The Provincial Times – Don’t take us seriously
The Provincial Times series provides an exclusive insight into news from the future. Below is a unique excerpt of a page from 2050 (the text is below).
Jill and Giles Foundation to distribute Thanafix in India
JOHN SMITH — NEW DELHI
A press release from the Jill and Giles Foundation announced yesterday the distribution of 100 000 doses of Thanafix® in India. The drug developed by the US pharmaceutical company Gilgamesh Science is meant to alleviate the suffering of patients afflicted by incurable diseases such as destitution or hopelessness. The distribution is part of a five-year programme of Thanafix distribution in the Global South.
The statement read: “The most vulnerable on the planet need our help. As economic inequalities rise and desperation thrives, our silence became complicit in the miserable lives of millions. We could no longer watch them live without doing anything about it. So, we decide to launch the Thana4Life programme”.
The first phase of the Thana4Life programme starts today in the poorest state of India, Manipur, in the eastern part of the country. The world’s largest philanthropic organisation aims to deliver 3 million doses of Thanafix in ten countries, including South Africa, Cambodia, and Benin, among others.
Thanafix is the “most efficient painkiller of history” as Gilgamesh Science reports on its website. Taken with water it promises death within two to three hours. Last month, Gilgamesh Science signed a record deal with the Jill and Giles Foundation for the Thana4Life programme, although no party agreed to release the exact amount of the transaction.
‘This is history in the making. This is not just an end to despair, it’s a cure for global inequalities’
The launch was celebrated by the “thanactivists” — the activists that fight for the free national distribution of the drug. Riri Gaga, the president of the largest organisation of thanactivists, Thanafixed Me said that “this moment had been long awaited”. “We have more destitution here than anywhere else in the world, yet no Thanafix in sight”.
Not all seemed to rejoice, however. The NGO We Care immediately released a statement decrying the decision made by the US-based foundation. We Care claims that the foundation is “responsible for the biggest eugenic episode in history”. “Destitution is not a disease, despair not a fatality. Hope dies last, but the miserable are killed first” concluded the statement.
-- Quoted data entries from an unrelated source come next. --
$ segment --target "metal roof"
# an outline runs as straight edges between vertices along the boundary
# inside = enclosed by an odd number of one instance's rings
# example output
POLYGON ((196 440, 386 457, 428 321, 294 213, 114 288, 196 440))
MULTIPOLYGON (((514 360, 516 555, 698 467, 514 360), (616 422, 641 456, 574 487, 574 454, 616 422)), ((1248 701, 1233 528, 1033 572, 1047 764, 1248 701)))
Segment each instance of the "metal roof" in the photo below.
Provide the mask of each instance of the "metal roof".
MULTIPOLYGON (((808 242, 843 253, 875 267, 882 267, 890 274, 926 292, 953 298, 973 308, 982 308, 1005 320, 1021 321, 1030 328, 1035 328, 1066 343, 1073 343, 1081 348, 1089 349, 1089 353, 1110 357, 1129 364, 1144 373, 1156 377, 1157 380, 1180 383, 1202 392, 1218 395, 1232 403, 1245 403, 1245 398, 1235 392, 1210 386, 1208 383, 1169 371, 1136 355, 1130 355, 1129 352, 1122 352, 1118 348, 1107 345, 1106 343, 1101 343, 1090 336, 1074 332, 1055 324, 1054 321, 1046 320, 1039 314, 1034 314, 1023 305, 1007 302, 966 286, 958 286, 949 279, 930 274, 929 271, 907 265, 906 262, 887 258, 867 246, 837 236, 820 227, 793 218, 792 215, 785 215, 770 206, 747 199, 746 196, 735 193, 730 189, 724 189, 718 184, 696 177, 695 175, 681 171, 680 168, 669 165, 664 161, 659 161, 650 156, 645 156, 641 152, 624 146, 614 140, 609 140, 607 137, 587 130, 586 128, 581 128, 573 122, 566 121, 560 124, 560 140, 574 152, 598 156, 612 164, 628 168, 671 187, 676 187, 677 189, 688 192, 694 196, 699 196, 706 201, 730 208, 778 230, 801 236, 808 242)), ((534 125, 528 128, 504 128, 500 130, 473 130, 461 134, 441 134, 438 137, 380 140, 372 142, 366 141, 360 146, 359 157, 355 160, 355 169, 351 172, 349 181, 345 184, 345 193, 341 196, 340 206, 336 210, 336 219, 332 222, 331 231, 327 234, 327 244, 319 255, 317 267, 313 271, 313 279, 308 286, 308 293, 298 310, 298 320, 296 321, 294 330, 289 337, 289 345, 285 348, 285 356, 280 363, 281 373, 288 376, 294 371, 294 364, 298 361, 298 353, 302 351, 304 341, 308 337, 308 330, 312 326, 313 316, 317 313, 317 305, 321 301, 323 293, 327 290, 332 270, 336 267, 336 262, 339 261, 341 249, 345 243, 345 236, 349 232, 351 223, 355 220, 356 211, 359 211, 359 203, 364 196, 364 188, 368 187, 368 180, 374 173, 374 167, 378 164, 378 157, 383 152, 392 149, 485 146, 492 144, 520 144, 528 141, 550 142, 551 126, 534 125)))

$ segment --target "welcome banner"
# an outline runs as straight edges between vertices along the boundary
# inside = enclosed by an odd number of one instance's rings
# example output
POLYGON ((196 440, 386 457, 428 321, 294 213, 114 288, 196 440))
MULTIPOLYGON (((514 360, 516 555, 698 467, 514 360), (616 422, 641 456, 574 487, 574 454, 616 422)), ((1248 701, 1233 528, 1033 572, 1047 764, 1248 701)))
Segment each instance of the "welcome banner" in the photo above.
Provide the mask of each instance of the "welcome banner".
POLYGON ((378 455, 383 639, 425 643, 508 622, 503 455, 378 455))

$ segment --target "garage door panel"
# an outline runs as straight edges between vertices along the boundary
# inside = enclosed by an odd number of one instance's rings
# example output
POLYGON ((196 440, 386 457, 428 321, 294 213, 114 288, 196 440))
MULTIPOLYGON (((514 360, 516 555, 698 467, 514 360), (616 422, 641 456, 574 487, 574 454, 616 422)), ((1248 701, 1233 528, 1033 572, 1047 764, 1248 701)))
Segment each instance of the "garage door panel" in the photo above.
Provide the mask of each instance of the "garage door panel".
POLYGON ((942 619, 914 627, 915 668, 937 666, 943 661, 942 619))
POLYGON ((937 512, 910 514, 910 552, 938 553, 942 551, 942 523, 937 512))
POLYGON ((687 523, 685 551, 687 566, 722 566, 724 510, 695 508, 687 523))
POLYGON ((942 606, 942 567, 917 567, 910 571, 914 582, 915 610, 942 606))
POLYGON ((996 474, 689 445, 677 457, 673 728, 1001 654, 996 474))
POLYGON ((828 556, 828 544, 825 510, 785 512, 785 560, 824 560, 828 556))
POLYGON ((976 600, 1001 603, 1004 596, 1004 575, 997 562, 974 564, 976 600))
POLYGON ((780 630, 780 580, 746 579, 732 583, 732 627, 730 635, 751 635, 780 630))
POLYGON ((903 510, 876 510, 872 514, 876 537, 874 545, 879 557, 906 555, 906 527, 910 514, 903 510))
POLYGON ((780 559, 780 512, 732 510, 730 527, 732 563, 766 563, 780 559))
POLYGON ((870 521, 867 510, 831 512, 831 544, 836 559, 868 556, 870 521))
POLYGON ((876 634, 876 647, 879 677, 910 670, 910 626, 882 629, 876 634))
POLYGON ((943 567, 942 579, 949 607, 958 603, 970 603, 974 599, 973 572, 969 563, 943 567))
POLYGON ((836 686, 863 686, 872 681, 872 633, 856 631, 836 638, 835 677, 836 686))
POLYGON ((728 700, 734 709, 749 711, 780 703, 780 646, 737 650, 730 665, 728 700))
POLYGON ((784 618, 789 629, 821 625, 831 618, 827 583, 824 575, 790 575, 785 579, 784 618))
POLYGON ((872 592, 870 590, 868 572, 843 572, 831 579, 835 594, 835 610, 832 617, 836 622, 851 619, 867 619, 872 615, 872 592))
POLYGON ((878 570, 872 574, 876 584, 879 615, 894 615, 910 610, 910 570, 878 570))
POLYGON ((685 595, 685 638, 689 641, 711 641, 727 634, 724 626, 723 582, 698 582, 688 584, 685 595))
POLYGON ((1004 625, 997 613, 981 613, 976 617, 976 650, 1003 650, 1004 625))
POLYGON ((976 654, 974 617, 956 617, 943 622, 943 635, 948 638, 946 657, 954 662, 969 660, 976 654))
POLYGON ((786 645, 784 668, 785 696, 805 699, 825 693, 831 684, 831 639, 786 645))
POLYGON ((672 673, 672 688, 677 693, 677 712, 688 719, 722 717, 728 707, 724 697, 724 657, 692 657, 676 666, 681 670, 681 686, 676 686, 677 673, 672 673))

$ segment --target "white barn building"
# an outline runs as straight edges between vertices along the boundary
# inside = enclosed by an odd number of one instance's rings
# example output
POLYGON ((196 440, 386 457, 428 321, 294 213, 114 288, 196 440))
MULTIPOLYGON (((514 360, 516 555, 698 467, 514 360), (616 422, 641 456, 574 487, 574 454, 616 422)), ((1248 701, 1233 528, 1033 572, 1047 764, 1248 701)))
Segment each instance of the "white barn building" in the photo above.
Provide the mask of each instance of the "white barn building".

This radical position is judged extreme and unrepresentative by most thanactivists. A poll commissioned by the Jill and Giles Foundation last year found that 63% of the Indian population wanted to use the pill but cannot afford to. Riri Gaga called We Care’s claims “ludicrous”. Pressed to elaborate, he cut it short: “Their position is so marginal, it is not even worth mentioning”. He added: “This is history in the making. This is not just an end to despair, it’s a cure for global inequalities”.
In the UK, the NHS now administers around 2000 doses of Thanafix per month and hopes to double that amount by next year.